The fate of a U.N. panel launched 15 years ago to monitor the implementation of sanctions against North Korea appears increasingly in question as Russia has voted against its continuation for the first time as part of recent efforts to favor Pyongyang in closely-watched diplomatic matters.

Last month, Russia vetoed a resolution of the U.N. Security Council that would have reauthorized the auxiliary panel to check possible evasions of the punitive measures against Pyongyang under a council committee. The resolution was supported by 13 of the 15 council members, with China abstaining.

Established in 2009 in the wake of a nuclear test by Pyongyang, the panel had its mandate renewed each year with the main U.N. security body's unanimous approval.
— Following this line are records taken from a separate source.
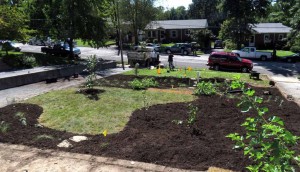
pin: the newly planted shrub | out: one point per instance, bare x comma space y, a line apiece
91, 68
4, 126
205, 88
266, 141
136, 84
192, 114
149, 82
21, 117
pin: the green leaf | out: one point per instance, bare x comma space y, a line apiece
277, 120
250, 92
258, 99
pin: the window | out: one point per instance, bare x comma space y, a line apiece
162, 34
267, 38
280, 37
187, 31
173, 33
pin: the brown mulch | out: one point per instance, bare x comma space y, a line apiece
154, 137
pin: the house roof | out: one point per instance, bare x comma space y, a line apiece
271, 28
177, 24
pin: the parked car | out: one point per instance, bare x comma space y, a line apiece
182, 48
292, 58
218, 44
9, 46
224, 60
144, 56
252, 53
43, 42
60, 49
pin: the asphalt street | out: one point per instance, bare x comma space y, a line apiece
111, 53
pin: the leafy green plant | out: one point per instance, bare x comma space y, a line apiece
44, 137
91, 69
266, 141
4, 126
21, 117
143, 84
136, 84
149, 82
205, 88
29, 61
192, 114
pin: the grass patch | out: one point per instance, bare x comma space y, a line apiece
279, 53
3, 53
67, 111
81, 43
204, 73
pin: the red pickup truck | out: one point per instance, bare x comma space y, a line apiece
219, 60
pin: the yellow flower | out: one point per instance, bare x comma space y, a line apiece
104, 133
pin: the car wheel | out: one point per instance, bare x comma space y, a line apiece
263, 58
245, 69
185, 52
217, 67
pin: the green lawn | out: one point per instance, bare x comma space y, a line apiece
80, 43
279, 53
67, 110
204, 73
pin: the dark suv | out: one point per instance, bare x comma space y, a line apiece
182, 48
218, 60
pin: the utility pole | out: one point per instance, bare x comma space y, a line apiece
120, 34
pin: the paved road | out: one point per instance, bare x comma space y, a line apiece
271, 68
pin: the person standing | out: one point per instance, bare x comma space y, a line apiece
170, 60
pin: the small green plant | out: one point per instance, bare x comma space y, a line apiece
28, 61
21, 117
44, 137
192, 114
149, 82
136, 84
205, 88
91, 69
266, 141
4, 126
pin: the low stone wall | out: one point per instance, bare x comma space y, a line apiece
38, 76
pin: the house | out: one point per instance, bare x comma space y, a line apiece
173, 30
268, 35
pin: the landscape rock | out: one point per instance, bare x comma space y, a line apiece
65, 144
78, 138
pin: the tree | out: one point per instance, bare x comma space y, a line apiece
138, 13
242, 14
73, 19
13, 23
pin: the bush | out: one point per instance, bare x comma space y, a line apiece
205, 88
295, 48
29, 62
137, 84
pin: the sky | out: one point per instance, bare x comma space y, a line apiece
173, 3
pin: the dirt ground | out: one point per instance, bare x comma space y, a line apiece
155, 136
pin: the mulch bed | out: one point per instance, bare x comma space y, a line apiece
154, 137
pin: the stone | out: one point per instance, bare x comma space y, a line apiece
65, 144
78, 138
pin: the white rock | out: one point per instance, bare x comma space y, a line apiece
65, 144
78, 138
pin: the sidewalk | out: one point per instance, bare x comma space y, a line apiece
288, 86
21, 158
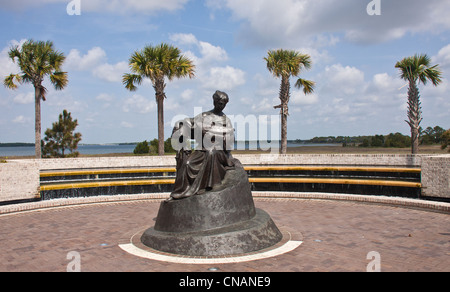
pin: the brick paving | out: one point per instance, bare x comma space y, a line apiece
336, 235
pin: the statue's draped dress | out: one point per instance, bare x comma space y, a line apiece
202, 169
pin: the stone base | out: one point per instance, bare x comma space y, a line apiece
248, 236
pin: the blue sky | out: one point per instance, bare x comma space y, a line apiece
358, 90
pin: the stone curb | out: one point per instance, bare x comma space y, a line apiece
381, 200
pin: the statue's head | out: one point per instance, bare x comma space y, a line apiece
220, 100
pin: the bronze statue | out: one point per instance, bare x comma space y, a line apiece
205, 167
211, 211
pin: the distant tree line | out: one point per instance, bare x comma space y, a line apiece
152, 147
429, 136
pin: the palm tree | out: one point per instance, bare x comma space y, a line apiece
36, 60
284, 64
417, 69
157, 63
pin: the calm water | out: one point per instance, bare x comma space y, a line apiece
113, 148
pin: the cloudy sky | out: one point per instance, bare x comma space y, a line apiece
358, 90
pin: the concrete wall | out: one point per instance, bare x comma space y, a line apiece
19, 179
436, 176
257, 159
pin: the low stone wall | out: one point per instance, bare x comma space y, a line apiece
436, 176
19, 180
106, 162
332, 159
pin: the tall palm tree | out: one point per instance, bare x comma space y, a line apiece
417, 69
157, 63
36, 60
284, 64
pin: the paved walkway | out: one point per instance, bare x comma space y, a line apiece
336, 235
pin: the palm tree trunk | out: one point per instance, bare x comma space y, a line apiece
284, 97
414, 115
37, 122
160, 96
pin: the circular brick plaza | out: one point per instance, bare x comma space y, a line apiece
335, 235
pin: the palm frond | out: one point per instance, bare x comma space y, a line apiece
9, 81
307, 85
59, 80
129, 80
157, 63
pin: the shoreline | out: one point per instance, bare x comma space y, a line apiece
424, 150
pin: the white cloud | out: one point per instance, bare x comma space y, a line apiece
224, 78
21, 120
296, 22
75, 61
126, 125
7, 66
138, 104
24, 98
299, 98
443, 57
187, 94
95, 61
111, 73
212, 76
209, 53
342, 80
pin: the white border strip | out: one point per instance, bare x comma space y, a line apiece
285, 248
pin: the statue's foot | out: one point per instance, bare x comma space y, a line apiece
180, 196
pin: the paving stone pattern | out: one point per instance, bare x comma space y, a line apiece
336, 235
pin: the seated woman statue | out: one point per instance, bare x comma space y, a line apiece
200, 170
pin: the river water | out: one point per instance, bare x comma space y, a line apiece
116, 148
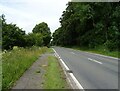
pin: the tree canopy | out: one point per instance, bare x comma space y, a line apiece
12, 35
89, 25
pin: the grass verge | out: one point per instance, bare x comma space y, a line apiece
54, 77
16, 62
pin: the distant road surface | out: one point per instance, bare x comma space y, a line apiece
91, 70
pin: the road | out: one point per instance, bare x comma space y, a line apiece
91, 70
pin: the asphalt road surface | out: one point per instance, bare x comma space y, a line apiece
91, 70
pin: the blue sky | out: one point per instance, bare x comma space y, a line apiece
27, 13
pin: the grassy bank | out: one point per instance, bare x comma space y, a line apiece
54, 77
100, 50
16, 62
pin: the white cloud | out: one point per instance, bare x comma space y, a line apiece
27, 13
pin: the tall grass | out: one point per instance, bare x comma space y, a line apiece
16, 62
54, 77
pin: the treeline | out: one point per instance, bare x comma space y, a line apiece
12, 35
89, 25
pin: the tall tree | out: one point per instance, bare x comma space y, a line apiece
43, 29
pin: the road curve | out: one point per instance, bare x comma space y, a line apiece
91, 70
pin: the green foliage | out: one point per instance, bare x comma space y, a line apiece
57, 75
89, 25
16, 62
12, 35
43, 29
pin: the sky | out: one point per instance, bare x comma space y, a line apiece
27, 13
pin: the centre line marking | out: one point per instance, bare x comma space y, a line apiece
72, 52
95, 61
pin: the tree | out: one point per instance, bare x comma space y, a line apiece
89, 25
12, 35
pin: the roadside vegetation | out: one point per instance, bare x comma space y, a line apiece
16, 62
91, 27
54, 76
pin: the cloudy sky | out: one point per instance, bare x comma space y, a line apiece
27, 13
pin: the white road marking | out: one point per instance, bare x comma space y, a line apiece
72, 52
95, 61
71, 74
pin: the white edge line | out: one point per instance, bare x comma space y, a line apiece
71, 74
95, 61
102, 55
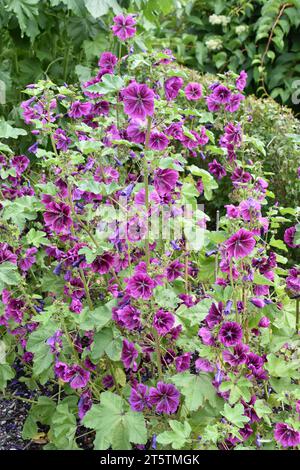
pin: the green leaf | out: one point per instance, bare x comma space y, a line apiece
9, 132
37, 238
262, 408
98, 318
278, 367
6, 374
102, 339
177, 437
77, 6
109, 84
165, 297
208, 181
9, 275
278, 244
197, 389
262, 280
195, 314
115, 424
20, 210
235, 415
100, 8
63, 428
37, 344
26, 12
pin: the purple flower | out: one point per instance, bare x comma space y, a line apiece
240, 244
259, 303
293, 280
138, 100
221, 94
241, 81
165, 397
183, 362
165, 180
128, 317
234, 102
76, 306
163, 322
139, 397
254, 362
238, 356
78, 377
6, 254
108, 381
233, 134
62, 140
102, 264
55, 342
28, 260
228, 307
85, 403
58, 217
20, 164
140, 285
172, 86
174, 270
136, 131
158, 141
203, 365
193, 91
264, 322
129, 354
79, 109
286, 435
62, 371
215, 315
230, 334
107, 61
124, 27
289, 236
217, 169
206, 336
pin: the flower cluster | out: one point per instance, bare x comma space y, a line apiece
109, 296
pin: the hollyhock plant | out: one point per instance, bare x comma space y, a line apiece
230, 334
124, 27
193, 91
139, 397
165, 181
58, 217
163, 322
138, 101
165, 398
240, 244
172, 86
286, 435
129, 354
122, 301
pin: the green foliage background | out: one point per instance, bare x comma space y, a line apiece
62, 38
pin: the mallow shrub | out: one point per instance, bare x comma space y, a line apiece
131, 315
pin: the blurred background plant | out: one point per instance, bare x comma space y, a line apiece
62, 38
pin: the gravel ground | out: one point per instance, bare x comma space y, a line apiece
12, 416
13, 412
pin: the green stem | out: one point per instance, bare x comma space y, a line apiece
86, 288
146, 183
158, 355
297, 315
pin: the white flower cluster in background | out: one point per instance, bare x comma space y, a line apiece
219, 19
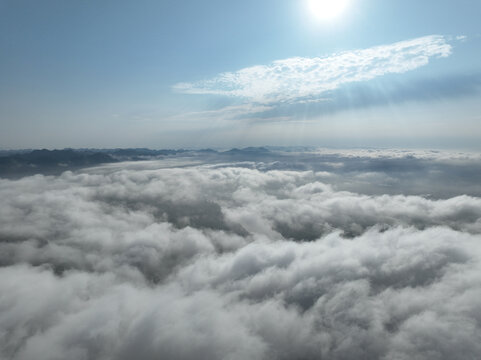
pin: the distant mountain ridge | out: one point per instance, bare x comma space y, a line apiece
17, 163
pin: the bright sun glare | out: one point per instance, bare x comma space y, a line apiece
327, 9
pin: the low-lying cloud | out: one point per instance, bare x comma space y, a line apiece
229, 262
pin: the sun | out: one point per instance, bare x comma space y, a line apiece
327, 9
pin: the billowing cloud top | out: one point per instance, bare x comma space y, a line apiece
301, 79
222, 261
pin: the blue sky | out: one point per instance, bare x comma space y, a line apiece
236, 73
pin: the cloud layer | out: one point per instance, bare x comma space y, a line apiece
301, 79
228, 262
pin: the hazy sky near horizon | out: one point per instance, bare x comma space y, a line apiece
192, 73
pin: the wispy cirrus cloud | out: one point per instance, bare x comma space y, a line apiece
301, 79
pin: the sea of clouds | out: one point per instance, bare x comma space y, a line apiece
357, 255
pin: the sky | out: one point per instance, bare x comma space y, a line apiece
215, 73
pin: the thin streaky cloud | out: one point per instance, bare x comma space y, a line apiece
300, 78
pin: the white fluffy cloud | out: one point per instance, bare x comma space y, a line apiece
233, 263
302, 79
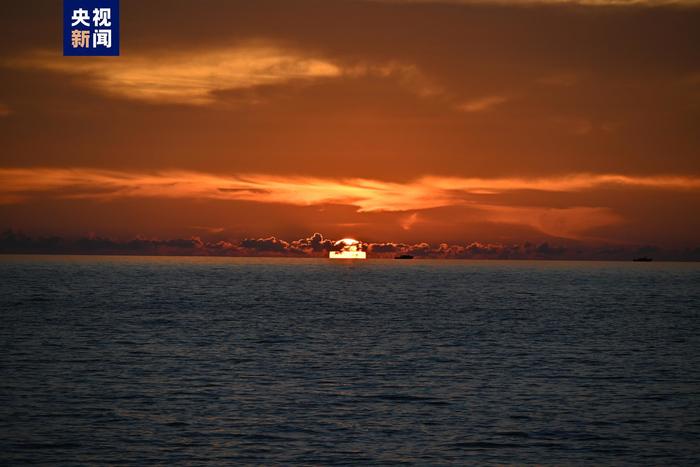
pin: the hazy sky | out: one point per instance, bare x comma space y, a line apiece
404, 121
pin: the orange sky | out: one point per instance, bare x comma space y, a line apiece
391, 121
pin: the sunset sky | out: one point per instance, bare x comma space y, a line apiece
456, 122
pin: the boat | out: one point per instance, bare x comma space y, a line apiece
349, 248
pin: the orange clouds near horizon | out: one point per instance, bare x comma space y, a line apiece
463, 122
571, 221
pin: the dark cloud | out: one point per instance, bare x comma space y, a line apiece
317, 246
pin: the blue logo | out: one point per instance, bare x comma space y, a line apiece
90, 28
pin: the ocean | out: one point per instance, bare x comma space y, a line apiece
211, 361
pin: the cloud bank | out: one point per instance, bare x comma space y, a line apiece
316, 246
367, 195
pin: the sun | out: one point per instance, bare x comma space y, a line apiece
349, 249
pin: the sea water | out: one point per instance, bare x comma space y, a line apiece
114, 360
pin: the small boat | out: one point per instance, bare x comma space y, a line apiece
348, 248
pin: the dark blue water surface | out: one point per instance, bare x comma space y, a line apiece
114, 360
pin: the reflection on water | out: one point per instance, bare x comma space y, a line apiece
195, 360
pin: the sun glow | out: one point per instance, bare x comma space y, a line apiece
349, 249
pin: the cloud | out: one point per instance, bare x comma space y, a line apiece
17, 184
194, 77
569, 221
317, 246
409, 221
191, 77
572, 222
481, 104
365, 194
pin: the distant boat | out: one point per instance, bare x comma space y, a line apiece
349, 248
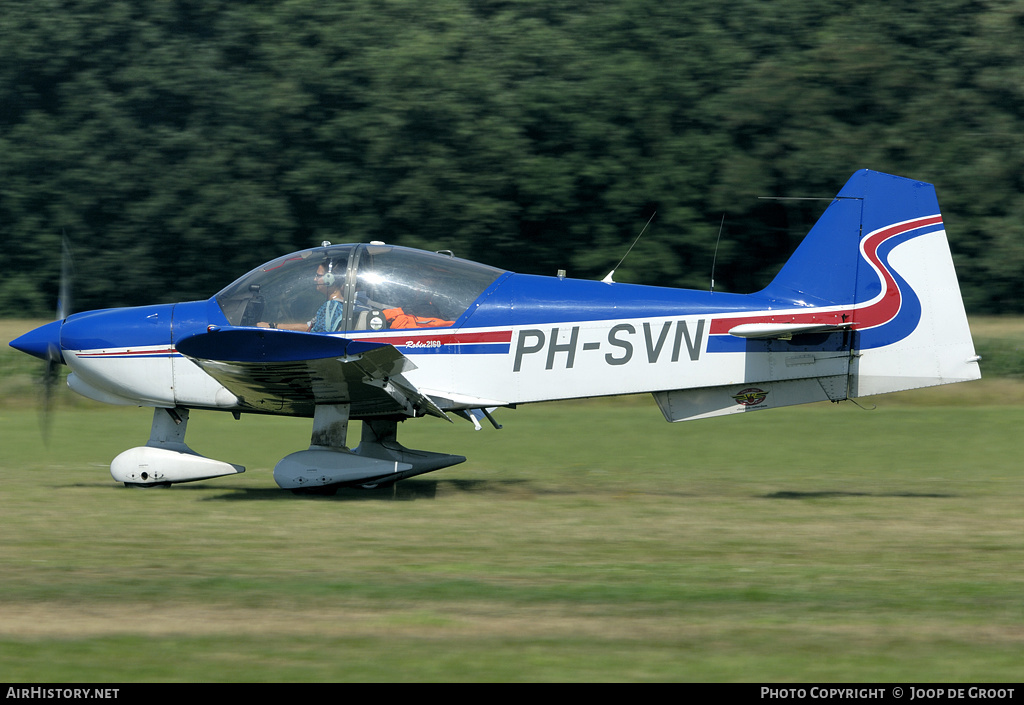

Even after its invasion of Ukraine began in 2022, Russia, a veto-wielding permanent member, had voted twice in the council to maintain the sanctions watchdog.

For the March resolution, however, submitted ahead of the panel's April 30 expiration, Moscow sought to tie the yearly renewal to a review of all current sanctions, an idea that would allow any permanent member to block the council's existing punitive measures against Pyongyang from continuing.

Russian ambassador to the United Nations Vassily Nebenzia (front R) speaks at a U.N. Security Council meeting at the U.N. headquarters in New York on March 28, 2024. (Kyodo)

"The most likely culprit is the arms deal with North Korea" that Russia is believed to have struck in violation of the sanctions, said Jeffrey Lewis, a U.S. expert on nuclear nonproliferation.

Russian President Vladimir Putin held talks with North Korean leader Kim Jong Un in September in Vladivostok, following a visit by Defense Minister to North Korea to meet with Kim two months earlier.

Lewis, a professor at the Middlebury Institute of International Studies at Monterey, told Kyodo News that he believes the two countries made an arms agreement during the period.

He had observed through satellite imagery that there were "hundreds of shipping containers consistently visible" at North Korea's border city of Rajin, which he evaluates as the location of its clandestine arms exports to Russia.

"It's hard to put a specific number on it, but it is a very significant trade," Lewis said, noting that North Korea is an inexpensive producer of munitions compatible with Russian military systems.

North Korean leader Kim Jong Un (2nd from L, front row) speaks with Russian Defense Minister Sergei Shoigu (3rd from L, front row) in Vladivostok, Russia, on Sept. 16, 2023. (KCNA/Kyodo)

The United States and its allies have criticized Russia for helping Pyongyang evade sanctions by purchasing military equipment and munitions, including ballistic missiles, to use in its invasion of Ukraine, an accusation Moscow has denied.

"Pyongyang is denied everything," Russian ambassador Vassily Nebenzia said at a U.N. General Assembly debate earlier this month, defending its veto of the council resolution to renew the panel of experts.

"All the words of Western countries about their interest in dialogue on sanctions assessment are empty rhetoric," Nebenzia said.

Condemning what he called "draconian restrictions" against Pyongyang, Nebenzia said Russia would propose a resolution to extend the panel for one year with a requirement for the Security Council to review sanctions against the country.

The most recent report released by the panel, made public in March, included an investigation of 58 suspected cyberattacks by North Korea against cryptocurrency-related companies between 2017 and 2023, valued at around $3 billion.

Aaron Arnold, who served as a U.S. finance expert on the panel from 2019 to 2021, called Russia's veto "unfortunate" and said its decision "flies in the face" of a years-long consensus around keeping the panel.

North Korean leader Kim Jong Un (front L) and Russian President Vladimir Putin (front R) share a laugh as they meet at the Vostochny Cosmodrome space launch center in the Russian Far East on Sept. 13, 2023. (KCNA/Kyodo)

"I think this is very much an attempt to shade and obfuscate Russia's just blatant violations of North Korea sanctions," said Arnold, a senior associate fellow at the Royal United Services Institute of Britain.

Because the panel's reports required unanimous agreement from the experts, Arnold said, they had earned substantial global trust and demonstrated how the world agreed that North Korea has been evading sanctions.

The panel is made up of five experts from the permanent members of the Security Council alongside one each from Japan and South Korea, with a rotating eighth expert from any other U.N. member country.

"Without the panel, the United Nations would lose an entity that functions as 'eyes' to monitor the implementation of the sanctions from neutral viewpoints and makes the situations public," said Maiko Takeuchi, another former member of the panel, adding, "The number of sanction violations by North Korea would increase."

Meeting in Washington on April 10, Japanese Prime Minister Fumio Kishida and U.S. President Joe Biden called on countries to "fully implement all relevant UNSC resolutions" on North Korea, "especially in light of Russia's recent veto," in a joint statement.